No it won't. We all know that this won't be the last of such violations from these big tech companies like Google which the EU is disputing and especially when Facebook paid a similar fine to the FTC years ago and is once again still violating the privacy of its users. So it is clear that they still wouldn't change even if the fine is as high as that.
The fact is, they are not scared of these fines. Setting them in the multi-billion dollars should be the standard and the minimum and continuous violations warrant a much higher significant fine than this generous discounted fine which Google knows it can easily afford to do it again.
For them, the violations is worth it and pays more than these so-called generous 'fines'.
> Because you lament the lack of a multi-billion dollar fine when the title states that it's a $4B fine. This comes off as nonsensical and disconnected from reality, in a way that triggered "¯\_(ツ)_/¯, maybe it's GPT3".
Except I already said that 'this' fine "needs to be much larger" and disagreed with the EU's 'generous' fine. I'm talking fines of over $10B dollars, which that still qualifies as 'multi-billions of dollars' and 'much larger' than the EU's small fine. I made myself perfectly clear on my whole point.
If the amount of the fine would deal a fatal or nearly fatal blow to the company, they'll simply exit the market and not pay. It's a balancing act.
I'm grateful for the EU setting a good example in this case: a fine which the perp feels is painful, without killing them. This is one proven path to rehabilitation.
Isn’t that the case with any fine collected by any government? Why are people suddenly so much against these types of fines when it’s the EU fining them?
By this criticism, are we to understand that you're against all fines collected by the government? Everything from parking tickets to penalties paid for crimes, misdemeanors, felonies by citizens etc? If that's the case, that seems like a very fringe perspective, consistent only with "all taxation is theft" flavored libertarianism.
EU is a democratically accountable institution, in theory (and also in practice) voters are able to affect the way these fines are used, and how they're collected.
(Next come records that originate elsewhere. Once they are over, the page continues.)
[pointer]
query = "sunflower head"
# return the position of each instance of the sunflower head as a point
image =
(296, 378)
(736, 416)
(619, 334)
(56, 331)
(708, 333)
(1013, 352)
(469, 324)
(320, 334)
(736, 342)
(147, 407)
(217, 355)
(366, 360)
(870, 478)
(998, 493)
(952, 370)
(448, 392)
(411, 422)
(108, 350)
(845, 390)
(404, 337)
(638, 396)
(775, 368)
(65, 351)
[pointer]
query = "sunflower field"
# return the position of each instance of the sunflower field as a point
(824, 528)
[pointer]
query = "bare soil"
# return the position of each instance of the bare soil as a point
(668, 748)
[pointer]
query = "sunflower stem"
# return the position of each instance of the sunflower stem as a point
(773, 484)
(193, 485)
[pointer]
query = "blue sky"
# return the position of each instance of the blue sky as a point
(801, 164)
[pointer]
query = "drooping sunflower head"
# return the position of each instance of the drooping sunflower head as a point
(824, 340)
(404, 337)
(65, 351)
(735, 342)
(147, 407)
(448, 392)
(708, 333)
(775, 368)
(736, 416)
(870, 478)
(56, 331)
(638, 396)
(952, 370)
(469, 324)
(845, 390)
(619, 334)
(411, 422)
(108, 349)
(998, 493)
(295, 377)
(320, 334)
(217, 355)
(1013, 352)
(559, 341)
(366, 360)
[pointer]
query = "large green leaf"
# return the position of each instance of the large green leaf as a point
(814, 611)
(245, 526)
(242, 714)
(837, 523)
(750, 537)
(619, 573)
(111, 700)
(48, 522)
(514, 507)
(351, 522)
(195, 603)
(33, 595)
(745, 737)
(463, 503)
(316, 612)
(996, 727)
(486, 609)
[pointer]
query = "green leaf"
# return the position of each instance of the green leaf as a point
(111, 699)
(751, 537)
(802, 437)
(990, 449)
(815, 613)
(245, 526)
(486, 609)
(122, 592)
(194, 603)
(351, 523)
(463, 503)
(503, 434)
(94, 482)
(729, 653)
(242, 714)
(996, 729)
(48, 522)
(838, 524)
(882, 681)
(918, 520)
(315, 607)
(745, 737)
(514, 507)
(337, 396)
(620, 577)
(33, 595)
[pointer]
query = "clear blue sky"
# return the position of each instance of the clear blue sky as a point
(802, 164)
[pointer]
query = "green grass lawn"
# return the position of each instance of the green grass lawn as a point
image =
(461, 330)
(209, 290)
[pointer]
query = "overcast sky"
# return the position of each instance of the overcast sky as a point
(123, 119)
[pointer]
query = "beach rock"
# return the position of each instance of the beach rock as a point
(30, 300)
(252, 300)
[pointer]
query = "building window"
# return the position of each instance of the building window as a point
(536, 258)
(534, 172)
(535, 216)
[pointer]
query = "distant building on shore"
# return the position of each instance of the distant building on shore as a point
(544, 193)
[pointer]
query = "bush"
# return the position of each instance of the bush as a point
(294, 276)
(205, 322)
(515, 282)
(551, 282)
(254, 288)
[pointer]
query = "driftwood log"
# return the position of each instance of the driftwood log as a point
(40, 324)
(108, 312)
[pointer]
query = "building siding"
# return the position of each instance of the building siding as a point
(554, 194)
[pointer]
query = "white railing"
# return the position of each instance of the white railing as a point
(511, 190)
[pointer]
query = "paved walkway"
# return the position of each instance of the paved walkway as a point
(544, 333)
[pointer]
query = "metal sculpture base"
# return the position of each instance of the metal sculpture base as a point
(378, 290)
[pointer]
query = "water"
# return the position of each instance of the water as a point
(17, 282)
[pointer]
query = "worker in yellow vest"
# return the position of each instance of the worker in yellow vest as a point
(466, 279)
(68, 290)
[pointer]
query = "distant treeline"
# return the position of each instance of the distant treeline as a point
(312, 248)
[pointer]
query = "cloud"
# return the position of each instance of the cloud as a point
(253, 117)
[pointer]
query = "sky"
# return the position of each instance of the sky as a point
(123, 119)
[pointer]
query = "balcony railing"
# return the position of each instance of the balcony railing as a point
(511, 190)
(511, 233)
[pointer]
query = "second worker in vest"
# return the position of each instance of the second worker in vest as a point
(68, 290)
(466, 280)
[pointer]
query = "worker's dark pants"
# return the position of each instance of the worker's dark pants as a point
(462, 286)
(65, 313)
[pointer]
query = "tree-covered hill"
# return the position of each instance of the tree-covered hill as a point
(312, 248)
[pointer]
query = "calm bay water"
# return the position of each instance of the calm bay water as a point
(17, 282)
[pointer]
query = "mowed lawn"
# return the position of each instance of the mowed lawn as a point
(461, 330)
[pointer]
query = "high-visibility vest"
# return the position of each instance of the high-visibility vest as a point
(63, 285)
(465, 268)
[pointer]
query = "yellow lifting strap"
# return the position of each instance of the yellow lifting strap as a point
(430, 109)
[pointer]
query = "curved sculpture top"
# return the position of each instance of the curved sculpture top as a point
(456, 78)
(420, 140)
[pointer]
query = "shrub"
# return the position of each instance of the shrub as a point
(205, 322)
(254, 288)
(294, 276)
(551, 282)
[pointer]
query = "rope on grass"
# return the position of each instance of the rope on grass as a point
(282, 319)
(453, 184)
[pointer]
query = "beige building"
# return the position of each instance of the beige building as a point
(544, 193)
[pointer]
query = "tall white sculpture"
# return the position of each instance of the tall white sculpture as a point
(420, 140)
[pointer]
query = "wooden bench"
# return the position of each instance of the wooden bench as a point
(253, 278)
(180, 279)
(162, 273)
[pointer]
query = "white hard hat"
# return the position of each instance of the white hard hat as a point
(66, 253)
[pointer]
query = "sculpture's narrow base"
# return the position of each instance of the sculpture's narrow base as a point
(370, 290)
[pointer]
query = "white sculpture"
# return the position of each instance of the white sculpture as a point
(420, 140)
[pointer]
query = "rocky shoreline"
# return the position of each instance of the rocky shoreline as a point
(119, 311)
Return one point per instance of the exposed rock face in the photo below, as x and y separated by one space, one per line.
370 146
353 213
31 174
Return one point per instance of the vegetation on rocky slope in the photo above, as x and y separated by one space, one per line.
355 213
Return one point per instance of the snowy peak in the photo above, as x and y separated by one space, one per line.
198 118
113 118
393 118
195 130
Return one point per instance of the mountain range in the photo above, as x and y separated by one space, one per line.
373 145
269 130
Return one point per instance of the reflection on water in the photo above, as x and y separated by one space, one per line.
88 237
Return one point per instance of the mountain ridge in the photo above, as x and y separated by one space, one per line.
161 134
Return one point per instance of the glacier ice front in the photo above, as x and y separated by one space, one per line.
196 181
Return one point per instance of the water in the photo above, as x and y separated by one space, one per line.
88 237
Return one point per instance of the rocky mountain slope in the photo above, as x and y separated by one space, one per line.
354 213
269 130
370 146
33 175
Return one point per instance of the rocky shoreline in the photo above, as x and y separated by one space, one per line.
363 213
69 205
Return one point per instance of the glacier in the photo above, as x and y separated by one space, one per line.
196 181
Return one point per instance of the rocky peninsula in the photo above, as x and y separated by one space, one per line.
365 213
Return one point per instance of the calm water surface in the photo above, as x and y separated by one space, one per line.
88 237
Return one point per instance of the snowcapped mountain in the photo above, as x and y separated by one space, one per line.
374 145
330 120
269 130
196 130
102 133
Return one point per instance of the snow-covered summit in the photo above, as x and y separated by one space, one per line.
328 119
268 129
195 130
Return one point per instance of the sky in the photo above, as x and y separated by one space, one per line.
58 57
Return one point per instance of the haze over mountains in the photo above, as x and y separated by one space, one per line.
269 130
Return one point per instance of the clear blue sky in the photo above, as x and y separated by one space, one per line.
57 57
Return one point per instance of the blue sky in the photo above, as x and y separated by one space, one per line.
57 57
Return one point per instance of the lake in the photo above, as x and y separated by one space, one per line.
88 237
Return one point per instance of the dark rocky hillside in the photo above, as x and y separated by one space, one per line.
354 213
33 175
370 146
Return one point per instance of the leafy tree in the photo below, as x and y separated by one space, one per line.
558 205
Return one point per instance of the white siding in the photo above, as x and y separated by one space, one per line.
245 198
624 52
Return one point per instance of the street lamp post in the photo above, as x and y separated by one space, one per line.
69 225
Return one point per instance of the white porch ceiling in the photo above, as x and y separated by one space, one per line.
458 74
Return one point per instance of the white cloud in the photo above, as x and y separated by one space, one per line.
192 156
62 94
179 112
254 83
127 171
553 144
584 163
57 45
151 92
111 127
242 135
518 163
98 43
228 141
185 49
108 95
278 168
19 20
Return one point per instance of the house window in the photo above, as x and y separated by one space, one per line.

Yes, these fines are not going to be redistributed into EU citizens' pockets, but they will be used in ways that will benefit EU citizens one way or another.
"By decision of 18 July 2018, the Commission fined Google for having abused its dominant position by imposing anticompetitive contractual restrictions on manufacturers of mobile devices and on mobile network operators, in some cases since 1 January 2011. Three types of restriction were identified:
1. those contained in ‘distribution agreements’, requiring manufacturers of mobile devices to pre-install the general search (Google Search) and (Chrome) browser apps in order to be able to obtain a licence from Google to use its app store (Play Store);
2. those contained in ‘anti-fragmentation agreements’, under which the operating licences necessary for the pre-installation of the Google Search and Play Store apps could be obtained by mobile device manufacturers only if they undertook not to sell devices running versions of the Android operating system not approved by Google;
3. those contained in ‘revenue share agreements’, under which the grant of a share of Google’s advertising revenue to the manufacturers of mobile devices and the mobile network operators concerned was subject to their undertaking not to pre-install a competing general search service on a predefined portfolio of devices."